A congregation approaching size decisions needs many safe settings—over a period of months and years—for members and leaders to ponder the voices they hear in their own hearts and minds. Quiet days, study groups, and workshops with leaders from other congregations can help. By whatever means may fit your context, ask people to trace their own longings back to the very deepest desires of their hearts. As leaders and members begin to inhabit their personal desires and to share these openly with others, they may be ready to recognize the conflicting voices resonating within the congregation’s corporate personality. What do we desire together? This question cannot be answered through the mathematics of a vote or survey, although there may come a point, after much conversation and prayer, when testing the waters with a survey or poll will be a clarifying step. We have a communal relationship with God that both embodies and transcends all our individual faith journeys. At this corner of the triangle, we are challenged to accept that the ambivalence belongs to us together, even though different segments of the community may vocalize particular strands of the conversation.

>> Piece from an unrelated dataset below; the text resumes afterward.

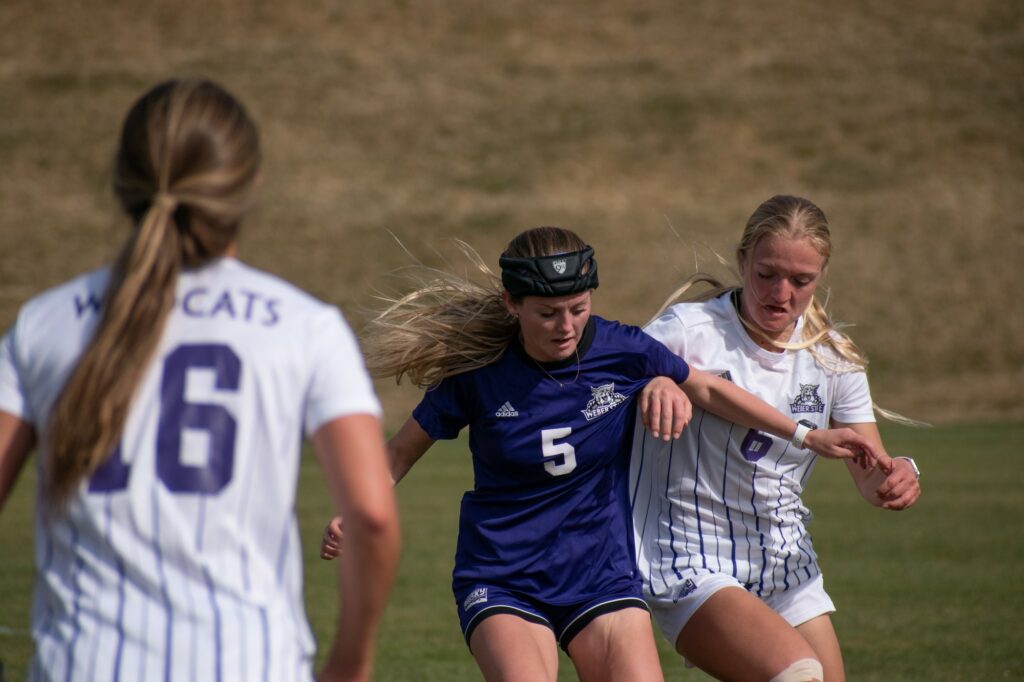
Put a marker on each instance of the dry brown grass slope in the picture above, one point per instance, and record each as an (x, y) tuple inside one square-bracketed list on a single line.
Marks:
[(652, 127)]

Those of us who have not studied congregational development in any great depth often wonder, on reading essays like this one, whether a simple question is being ignored Is growth even possible? Is anyone buying what we are selling? If not, why not? Is there room—amidst all the talk about parish histories and program sizes and pastoral sizes—for a conversation about whether we need to consider radical changes in the way mainline churches do business if we are to reverse a well-established culture trend that leads to our extinction?